Why It Connects To Season 4
Netflix released the special alongside Season 4, and the story helps explain why the Rats matter to Ciri’s future.
It gives you a clearer entry point into the group’s dynamics before their Season 4 role becomes central, a move that What’s On Netflix described as an intentional launch with the new season.
The Core Story And Main Characters

The story follows the Rats as they plan a risky heist, aiming to rob a brutal arena controlled by Dominik Houvenaghel.
The plan forces them to rely on one another and reveals the trauma beneath their rebellious energy.
The Arena Heist Setup
Mistle, Asse, Giselher, Iskra, Kayleigh, and Reef decide to pull off a high-stakes robbery inside Houvenaghel’s arena, where a deadly jalowick guards the prize.

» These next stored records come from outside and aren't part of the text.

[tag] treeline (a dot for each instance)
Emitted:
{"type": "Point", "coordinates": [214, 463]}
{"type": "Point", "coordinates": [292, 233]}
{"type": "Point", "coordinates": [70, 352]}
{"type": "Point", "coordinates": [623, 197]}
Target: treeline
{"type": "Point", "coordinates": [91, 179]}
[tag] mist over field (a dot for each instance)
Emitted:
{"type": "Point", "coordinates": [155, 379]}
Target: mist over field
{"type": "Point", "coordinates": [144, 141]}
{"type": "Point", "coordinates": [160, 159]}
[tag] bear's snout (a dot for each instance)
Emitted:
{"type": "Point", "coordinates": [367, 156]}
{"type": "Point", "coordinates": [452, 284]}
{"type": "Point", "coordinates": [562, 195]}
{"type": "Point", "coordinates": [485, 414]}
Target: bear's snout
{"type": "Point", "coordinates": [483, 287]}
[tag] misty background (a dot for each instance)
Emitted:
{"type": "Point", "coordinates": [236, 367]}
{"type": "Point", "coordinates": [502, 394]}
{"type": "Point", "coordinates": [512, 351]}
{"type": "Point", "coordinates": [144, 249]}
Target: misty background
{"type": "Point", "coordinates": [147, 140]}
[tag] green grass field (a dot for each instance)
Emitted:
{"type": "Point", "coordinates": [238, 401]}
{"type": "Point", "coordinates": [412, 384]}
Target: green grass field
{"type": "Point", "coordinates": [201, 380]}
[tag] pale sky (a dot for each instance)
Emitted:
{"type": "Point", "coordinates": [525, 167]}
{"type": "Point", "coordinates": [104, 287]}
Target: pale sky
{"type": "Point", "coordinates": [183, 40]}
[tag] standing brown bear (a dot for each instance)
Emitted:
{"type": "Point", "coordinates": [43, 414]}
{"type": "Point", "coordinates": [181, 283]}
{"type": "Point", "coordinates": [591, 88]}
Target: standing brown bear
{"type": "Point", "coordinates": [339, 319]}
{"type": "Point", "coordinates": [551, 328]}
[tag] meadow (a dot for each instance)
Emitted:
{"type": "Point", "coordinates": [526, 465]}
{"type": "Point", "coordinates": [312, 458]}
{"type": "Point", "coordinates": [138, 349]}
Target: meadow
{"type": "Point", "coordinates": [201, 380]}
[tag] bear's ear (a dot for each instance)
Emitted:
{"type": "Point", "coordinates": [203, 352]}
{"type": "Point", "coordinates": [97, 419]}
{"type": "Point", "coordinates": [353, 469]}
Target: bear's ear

They recruit Brehen, a washed-up witcher from the School of the Cat, to improve their odds.
Who The Rats Are
The Rats are a small band of war-hardened young outlaws trying to survive through theft, loyalty, and nerve.
Christelle Elwin, Ben Radcliffe, Fabian McCallum, Aggy K. Adams, Connor Crawford, and Juliette Alexandra play the core crew, with Bert Brigden and other arena figures appearing as well.
Why Mistle Is Central To The Story
Mistle’s connection to Juniper gives the heist its emotional center, because the secret inside the arena is personal, not just tactical.
This reveals the cost of the mission and explains why the group’s choices feel more significant than a typical fantasy caper.
Why It Matters In The Wider Witcher Story

The special reframes how you see the Rats before they become part of Ciri’s story.
It also connects the show’s present-day conflicts to older Witcher themes like loyalty, monster-slaying, and the cost of survival.
Brehen And The School Of The Cat
Dolph Lundgren plays Brehen, giving the story a grim connection to the School of the Cat.
His worn-down presence shows a harsher, less romantic side of witcher life, one that fits the moral gray areas tied to the School of the Cat, the witcher medallion, and older stories like Season of Storms.
Leo Bonhart’s Link To The Tragedy
Sharlto Copley plays Leo Bonhart, who turns the heist into a nightmare with long-term consequences.
His connection to Dominik Houvenaghel and his pursuit of the Rats foreshadow the violence that follows, making Bonhart feel less like a late-series threat and more like a looming fate.
How It Changes The Way You View Ciri
The special shows the Rats before they meet Ciri. This gives you a stronger sense of why their bond matters to her later.
Their role feels more tragic, since characters like Falka, Geralt, Yennefer, and even older monsters such as the striga all fit into the show’s broader pattern of loss, survival, and transformation.